After the agreement of the trial balance, a business enterprise proceeds to prepare financial statements. Financial statements are the statements, which present periodic reports on the process of business enterprises and the results achieved during a given period. Financial statements includes trading and profit and loss account, balance sheet and other statements and explanatory notes, which form part thereof. Information provided by financial statements is useful to management to plan and control the business operations. Financial statement are also useful to creditors, shareholders and employees of the enterprise. 

2. What are closing entries? Give four examples of closing entries.

Ans: The preparation of trading and profit and loss accounts requires that the balances of accounts of all concerned items are transferred to it for its compilation. Opening stock account, Purchases account, Wages account, Carriage inwards account and direct expenses account are closed by transferring to the debit side of the trading and profit and loss account. 

Example: This is done by recording the following entry: 

Trading A/c Dr. 

To Opening stock A/c 

To Purchases A/c 

To Wages A/c 

To Carriage inwards A/c 

To All other direct expenses A/c 

The purchases’ returns or return outwards are closed by transferring its balance to the purchases account. 

The following entry is recorded for this purpose: 

Purchases return A/c Dr. 

To Purchases A/c 

Similarly, the sales returns or returns inwards account is closed by transferring its balance to the sales account as: 

Sales A/c Dr. 

To Sales return A/c 

The sales account is closed by transferring its balance to the credit side of the trading and profit and loss account by recording the following entry: 

Sales A/c Dr. 

To Trading A/c

3. Discuss the need of preparing a balance sheet.

Ans: The purpose of a balance sheet is to reveal the financial status of an organisation, meaning what it owns and owes. Here are its other purposes, Determine the company’s ability to pay obligations. The balance sheet includes information about a company’s assets and liabilities. A balance sheet can help you tracking the performance of your company, for example, your company’s ability to meet financial obligations. All the accounts of assets, liabilities and capital are shown in the balance sheet. Accounts of capital and liabilities are shown on the left hand side, known as Liabilities. Assets and other debit balances are shown on the right hand side, known as Assets. There is no prescribed form of Balance sheet, for proprietary and partnership firms. (However, Schedule III Part I of the Companies Act 2013 prescribes the format and the order in which the assets and liabilities of a company should be shown). 

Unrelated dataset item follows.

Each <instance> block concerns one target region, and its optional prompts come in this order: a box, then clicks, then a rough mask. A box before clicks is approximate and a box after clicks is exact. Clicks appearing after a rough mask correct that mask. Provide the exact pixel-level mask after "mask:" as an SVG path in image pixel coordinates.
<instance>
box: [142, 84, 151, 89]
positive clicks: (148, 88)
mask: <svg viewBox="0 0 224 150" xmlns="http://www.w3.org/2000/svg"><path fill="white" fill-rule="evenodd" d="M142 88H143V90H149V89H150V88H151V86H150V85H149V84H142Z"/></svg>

4. What is meant by Grouping and Marshalling of assets and liabilities. Explain the ways in which a balance sheet may be marshalled.

Ans: A major concern of accounting is about preparing and presenting the financial statement. The information so provided should be a decision useful for the users. Therefore, it becomes necessary that the items appearing in the balance sheet should be properly grouped and presented in a particular order. 

Marshalling of Assets and Liabilities:

In a balance sheet, the assets and liabilities are arranged either in the order of liquidity or permanence. Arrangement of assets and liabilities in a particular order is known as Marshalling. 

In case of permanence, the most permanent asset or liability is put on the top in the balance sheet and thereafter the assets are arranged in their reducing level of permanence.

In the balance sheet of Ankit you will find that furniture is the most permanent of all the assets. Out of debtors, bank and cash, debtors will take maximum time to convert back into cash. Bank is less liquid than cash. Cash is the most liquid of all the assets. Similarly, on the liabilities side, the capital, being the most important source of finance, will tend to remain in the business for a longer period than the long-term loan. Creditors being a liquid liability will be discharged in the near future.